The fibronectin binding protein (FnBP) and clumping factor A (ClfA) of Staphylococcus aureus are important proteins involved in the pathogenesis of staphylococcal bovine mastitis. These antigens were the targets of a DNA and protein vaccination strategy against S. aureus induced mastitis in dairy cows. The DNA vaccine comprised the bicistronic plasmid (pCI-D(1)D(3)-IRES-ClfA) that encoded the fusion of two sequences, (D1(21-34); D3(20-33)) from the fibronectin-binding motifs of FnBP and a fragment from ClfA (aa 221-550) of S. aureus 8325-4 separated by an Internal Ribosomal Entry Site (IRES) sequence. In addition, the vaccine contained the plasmid encoding the bovine granulocyte-macrophage-colony stimulatory factor gene (pCI-bGM-CSF). Four, 7-month pregnant heifers were immunized twice with the DNA vaccine and boosted once with recombinant D(1)D(3) and ClfA proteins while four others were not immunized.
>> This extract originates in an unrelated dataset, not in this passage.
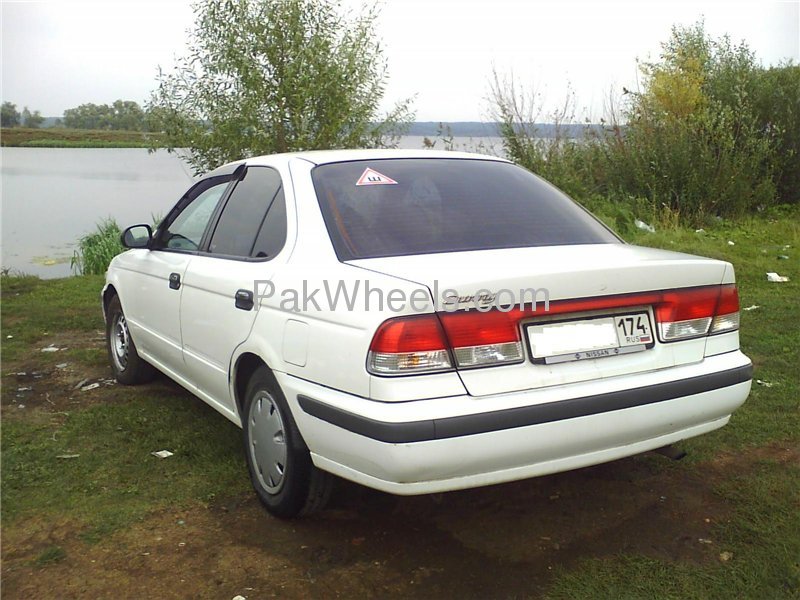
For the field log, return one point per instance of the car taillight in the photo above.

The immunization induced lymphoproliferative responses and functional antibodies against D(1)D(3) and ClfA antigens. Three weeks after calving, three mammary quarters of each vaccinated and non-vaccinated cow were challenged with 900 CFU/each of S. aureus Newbould 305. The fourth quarter received saline only. Serum haptoglobin levels, cardiac rhythm and the body temperature of vaccinated cows during the 24-72 h post-challenge were lower than in non-vaccinated animals. At 21 days post-challenge, bacteria were present in 5 of the vaccinated and 11 of the control challenged quarters. The bacteria averaged 1.4 and 3.3 log(10) CFU/ml of milk from vaccinated and control cows respectively. In summary, DNA-protein vaccination against FnBP and ClfA of S. aureus caused both lymphoproliferative and humoral immune responses that provided partial protection of mammary gland from staphylococcal mastitis and better post-challenge conditions in vaccinated cows.